Here’s one of my favorite quotes by Bob Marley and it is so very correct:
As I passed a few people on the street, I quickly concluded that they were not on the same page as I was, in fact, the exact opposite. One lady, marched by underneath her tightly held umbrella, arms crushed to her sides, trying desperately not to get her rain jacket wet! Her dog was pulling happily on his leash, eager to run freely, lovin’ the moment, wanting to feel the fresh rain on his fur!
A man nearly knocked me over, be-lining for the coffee shop, trying to talk on his cell phone while keeping it out of the rain with his cap.
A lovely mom hurried towards me with 2 young children, both wearing adorable rain coats and brightly colored splash boots. However, I could tell she was in a rush to get them to the daycare around the corner while they aimed for every tiny puddle on the sidewalk. The adults all had the same: ‘why did it HAVE to rain this morning?’, expression on their faces. The only happy ones were the children & the dog! I laughed because I knew which category I was in, & you guessed it. I was on the happy side of the rainy street!
If you hold out a glass while its raining, it will never remain empty…it will be half full in no time! I wish I could have babysat for that mom because I had something that she didn’t this morning & probably wanted. Time. Time, to let her family play & splash around in the puddles. Time for not having to be worried about keeping happy little children clean & dry until they arrived at daycare.
It has been so many years since my Mom passed away but as I wrote my last article about her & I picking berries together, that line about how I complained to go home to do my own stuff…I realized how much I wish I would have appreciated those times and savored them as I would now. However, I am thankful to have come to this peaceful, contented feeling in my spirit about my life. Some never do. How sad.
Rain is a part of summer that I love, but I tend to take it for granted…I mean it always ‘rains’ doesn’t it? Well, that’s what we think. But how would we feel if one day…it was gone? I thought for sure I would be picking berries my whole life as a chore, but one day that was gone. I grew up and moved away. At our campfires, I loved it when huge raindrops landed on the glowing embers. They sizzled and made weird little sounds while tiny smoke clouds hissed at us. When I rode my bike to my friend’s house, there were often sudden little cloud bursts! I loved those too. They were always there. They probably still occur on that narrow prairie road under our piece of prairie sky, But I’m not there. It didn’t last forever. When I was a child, I thought like a child and everything was ‘forever’ …good or bad.

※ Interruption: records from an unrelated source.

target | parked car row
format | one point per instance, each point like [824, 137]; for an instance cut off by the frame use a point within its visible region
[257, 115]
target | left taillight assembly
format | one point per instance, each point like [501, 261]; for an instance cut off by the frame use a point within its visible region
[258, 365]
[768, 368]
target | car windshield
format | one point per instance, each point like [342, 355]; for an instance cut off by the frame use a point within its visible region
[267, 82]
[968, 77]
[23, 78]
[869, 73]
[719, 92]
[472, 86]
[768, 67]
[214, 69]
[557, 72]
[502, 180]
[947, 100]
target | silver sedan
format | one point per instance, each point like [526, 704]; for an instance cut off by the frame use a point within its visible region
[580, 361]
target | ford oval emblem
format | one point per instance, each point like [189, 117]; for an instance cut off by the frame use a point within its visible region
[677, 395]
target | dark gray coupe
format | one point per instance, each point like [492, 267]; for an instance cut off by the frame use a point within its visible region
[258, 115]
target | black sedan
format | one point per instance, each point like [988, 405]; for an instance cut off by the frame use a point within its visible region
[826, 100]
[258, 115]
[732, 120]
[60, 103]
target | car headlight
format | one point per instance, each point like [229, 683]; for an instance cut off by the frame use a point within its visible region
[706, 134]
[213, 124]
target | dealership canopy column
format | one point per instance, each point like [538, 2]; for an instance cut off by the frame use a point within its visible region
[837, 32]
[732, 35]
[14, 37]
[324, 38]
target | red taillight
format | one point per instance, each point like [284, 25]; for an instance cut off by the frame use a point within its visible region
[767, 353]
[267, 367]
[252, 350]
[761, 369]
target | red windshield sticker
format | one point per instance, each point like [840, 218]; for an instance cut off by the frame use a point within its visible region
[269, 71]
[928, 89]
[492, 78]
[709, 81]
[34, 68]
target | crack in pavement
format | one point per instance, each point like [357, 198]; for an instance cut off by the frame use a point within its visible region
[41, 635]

Moving forward is good and that is how life works…Its just nice to think that some of the good things in life ARE free. Rain is one of those things. Feel it! Then you won’t care about getting wet!
I am glad to be where I am. I love the memories and I love feeling appreciative about all my blessings. Rain, to me is a blessing.
At present, I can still go out picking berries, or mushrooms, fruit, & veggies, but those exact moments during my youth, were all slightly different, a one time happening. We don’t know why, when, or what can change, but that is the one certainty of life…it’s always changing. I have been learning this more than ever, lately. Live the moment, treasure the memory, even if its as simple as a rainfall. It’s one of a kind. It even smells differently, if only slightly, each time.
This morning, I treated my walk in the rain as though it might not always be around. If I miss this one, there won’t ever be another exactly the same. This morning’s rain had patches of sunlight peeking through which made everything glisten & sparkle like crystal. but today was my moment, my revelation of what a special morning it was, walking and being at peace with my Lord and feeling blessed for all I have. Yes, there is something about the rain…It makes me think about how much I love it. My Dad loved it. My Mom did too. My sister Alice & I loved it together. It poured the evening she left us. That was okay because I had to drive for an hour to get home and my mind was occupied by the wipers working at top speed. A week or so later, I planted a tree for her, in the rain, but it was a beautiful rain. As soon as it was planted the sun came out and shone directly on it. I know she loved it. And she would love the fact that I walked in the rain this morning & thought about her…a lot.